U.S. Import Prices Show Modest Increase
By Lucia Mutikani
WASHINGTON (Reuters) – U.S. import prices had a slight rise in November, attributed to increased food and fuel costs being partly mitigated by a strong dollar, indicating potential easing of inflation pressures ahead.
The Labor Department’s report released on Friday highlighted a notable drop in imported air passenger fares last month, aligning with economists’ expectations for moderated growth in personal consumption expenditures (PCE) price measures monitored by the Federal Reserve, which aims for a 2% inflation target.
Michael Hanson, an economist at JPMorgan, stated, “Recent dollar strength should be a headwind for import price growth in upcoming months, but trade policy remains a wild card.”
Import prices increased by 0.1% last month after a revised 0.1% rise in October, according to the Bureau of Labor Statistics. Economists had anticipated a decline of 0.2%. The BLS noted that while paid tariffs are excluded from import prices, they can still influence pricing trends.
Expectations of increased tariffs may lead to stockpiling, resulting in temporary demand spikes that drive prices higher, regardless of the tariff amount itself. President-elect Donald Trump has vowed to impose higher tariffs on key trade partners including Canada, Mexico, and China.

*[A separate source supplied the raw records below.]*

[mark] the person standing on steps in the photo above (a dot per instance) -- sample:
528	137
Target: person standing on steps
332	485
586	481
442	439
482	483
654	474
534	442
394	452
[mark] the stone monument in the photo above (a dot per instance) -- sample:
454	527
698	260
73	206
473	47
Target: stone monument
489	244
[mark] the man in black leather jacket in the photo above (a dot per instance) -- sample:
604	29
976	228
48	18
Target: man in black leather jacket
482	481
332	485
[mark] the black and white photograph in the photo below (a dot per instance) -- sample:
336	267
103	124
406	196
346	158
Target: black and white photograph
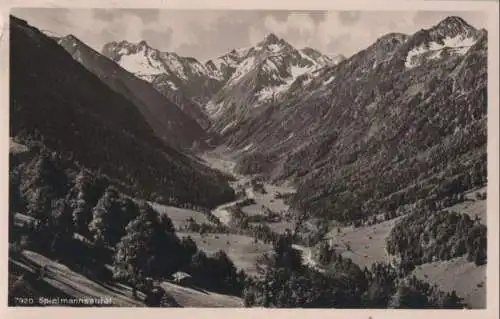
264	158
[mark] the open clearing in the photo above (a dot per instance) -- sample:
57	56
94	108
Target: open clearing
467	279
188	297
68	283
366	243
179	216
472	207
73	284
242	250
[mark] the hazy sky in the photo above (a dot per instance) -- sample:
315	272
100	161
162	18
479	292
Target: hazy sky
208	34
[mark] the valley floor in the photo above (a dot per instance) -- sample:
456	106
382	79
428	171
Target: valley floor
365	245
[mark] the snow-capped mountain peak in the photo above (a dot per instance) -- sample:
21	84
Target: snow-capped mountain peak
450	36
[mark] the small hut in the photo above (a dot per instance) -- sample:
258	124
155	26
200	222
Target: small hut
182	278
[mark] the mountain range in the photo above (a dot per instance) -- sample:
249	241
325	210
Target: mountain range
331	125
265	145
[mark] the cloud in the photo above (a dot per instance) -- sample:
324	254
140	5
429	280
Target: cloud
206	34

In the 12 months ending in November, import prices rose by 1.3%, up from 0.6% in October, while air passenger fares saw a 4.8% decrease after a 3.9% increase in October. Although inflation improvements have stalled recently, no significant deterioration has been observed. The government reported a notable increase in consumer prices last month, while underlying price pressures remained robust over the past four months.
Despite the notable increase in producer prices, services inflation has slowed. Economists predict a 0.1% gain in the core PCE price index for November, consistent with expectations of a 2.8% yearly increase, matching October’s figures.
On Wall Street, stocks were generally lower. The dollar held steady against a basket of currencies, while U.S. Treasury yields rose. Financial markets have largely anticipated a quarter-percentage-point interest rate cut from the Fed next week, but incoming administration tariffs could limit future rate cuts.
Imported fuel prices saw a 1.0% rebound last month after a 0.8% decline in October, with petroleum prices rising moderately by 0.4%. Imported natural gas prices surged by 47.4%.
Food prices also increased by 1.3% after three months of declines, driven by a significant 13.1% rise in vegetable costs. This surge suggests that food prices could continue to rise in the coming months.
Excluding food and fuel, import prices remained unchanged after a 0.3% rise in October, constrained by the dollar’s performance against major trading currencies. The trade-weighted dollar rose 2.1% from October to November, driven by expectations of fewer rate cuts next year. Core import prices increased 2.0% on a yearly basis in November, with prices of imported capital goods and automotive parts decreasing by 0.1%.
Chinese import prices continued to decline, down 0.1% for the second consecutive month, and have not risen since October 2022. Canada’s import costs fell by 0.4%, while Mexican imports saw a 0.3% increase.
Michael Gapen, chief U.S. economist at Morgan Stanley, remarked, “November data on inflation should provide comfort that the disinflation process remains in place.” He added that any potential changes in trade policy could alter the pricing dynamics in tradables, but currently, goods prices are not fundamentally increasing.